An Open Letter on Cutchogue Woods
June 19, 2022
To: Southold Supervisor Scott Russell and Members of the Town Board, Chairman Donald Wilcenski and Members of the Planning Board
Dear Supervisor Russell and Members of the Town Board,
We write in support of the Cutchogue Woods Affordable Housing plan. For many of us in Southold, affordable housing is a priority. Our own Comprehensive Plan calls the lack of affordable housing a crisis.
Our letter addresses two concerns. 1) Affordable housing vs. big out-of-scale housing, and 2) Environmental/water conservation commitments in the plan.
1) Affordable Housing.
What is a priority? It is defined as a preferential rating, something given or meriting attention before competing alternatives; synonym: precedence.
To us this means affordable housing has preferential rating, takes precedence over other types of housing that could be built on a property.
From our understanding, Cutchogue Woods would build 24 units in 3 buildings on a 5.66-acre vacant wooded property (15690 Middle Road, Cutchogue) that could otherwise have 2 or 3 huge houses built on it (with the accompanying swimming pools and landscaping, a trend running rampant after Covid in Southold).
Why are not 24 affordable housing units being looked upon as preferential, considering our ever-growing list, now 400, of Southolders wanting/needing it? Let’s give affordable housing proposals precedence.
2) Environmental and Water Conservation
Cutchogue Woods is committed to the conservation of 2.1 acres, over 37 percent of the site, remaining natural and wooded, preserving existing trees, and a 60 foot wooded buffer from Middle Road.
The Cutchogue Woods plan includes a stormwater management system to collect and recharge water to the aquifer, rain gardens, permeable driveways, water-conserving fixtures and leak detection, and a sanitary system protecting our groundwater. No pumping or use of groundwater will occur.
Would this land sold to build 2 or 3 large (mega) houses have a covenant for woodland conservation or a 60 foot buffer? Would those builders have rain gardens or permeable driveways protecting our common groundwater? Unlikely.
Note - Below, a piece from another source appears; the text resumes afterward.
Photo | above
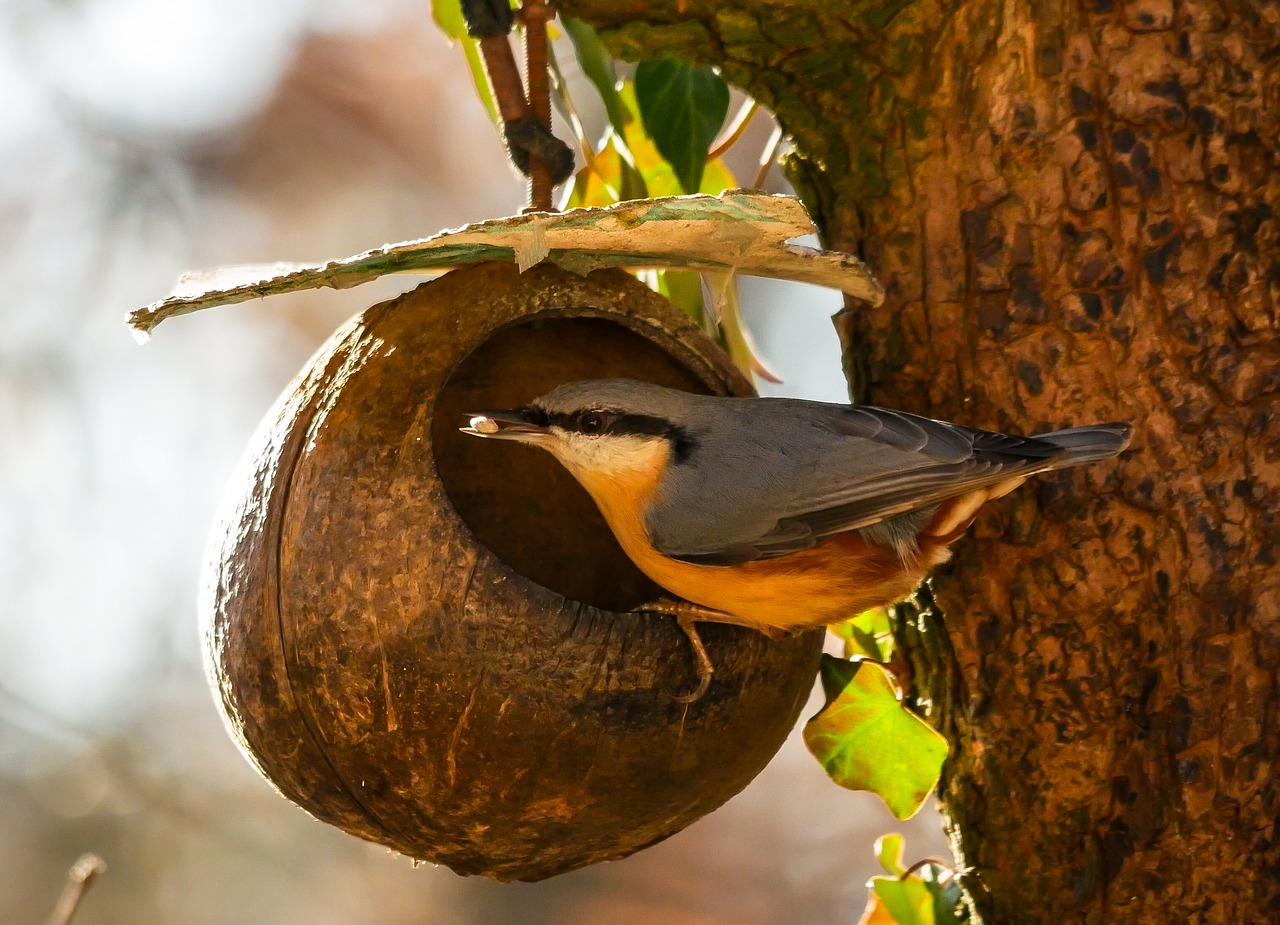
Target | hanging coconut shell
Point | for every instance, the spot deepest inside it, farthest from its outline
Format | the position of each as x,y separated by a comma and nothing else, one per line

All the new building going on around us that we see, complete with pools and landscaping (50 percent of our public water is going to pools and irrigation) has none of those conservation features — features that keep our rural Southold character and protect our aquifer. The logic to us is to vote yes to letting the Cutchogue Woods affordable housing plan proceed with its next review.
We desperately need affordable housing in Southold.
Sincerely
Mary and Tom Morgan
Orient
Editor’s Note: The Southold Town Board will hold a public hearing at its 4:30 p.m. meeting June 21 on changing the zoning of the Cutchogue Woods property from an agricultural conservation to an affordable housing district. If that zoning change is approved, the application would then go to the town’s planning board for review. Another public hearing on limiting the size of large houses is also on the agenda.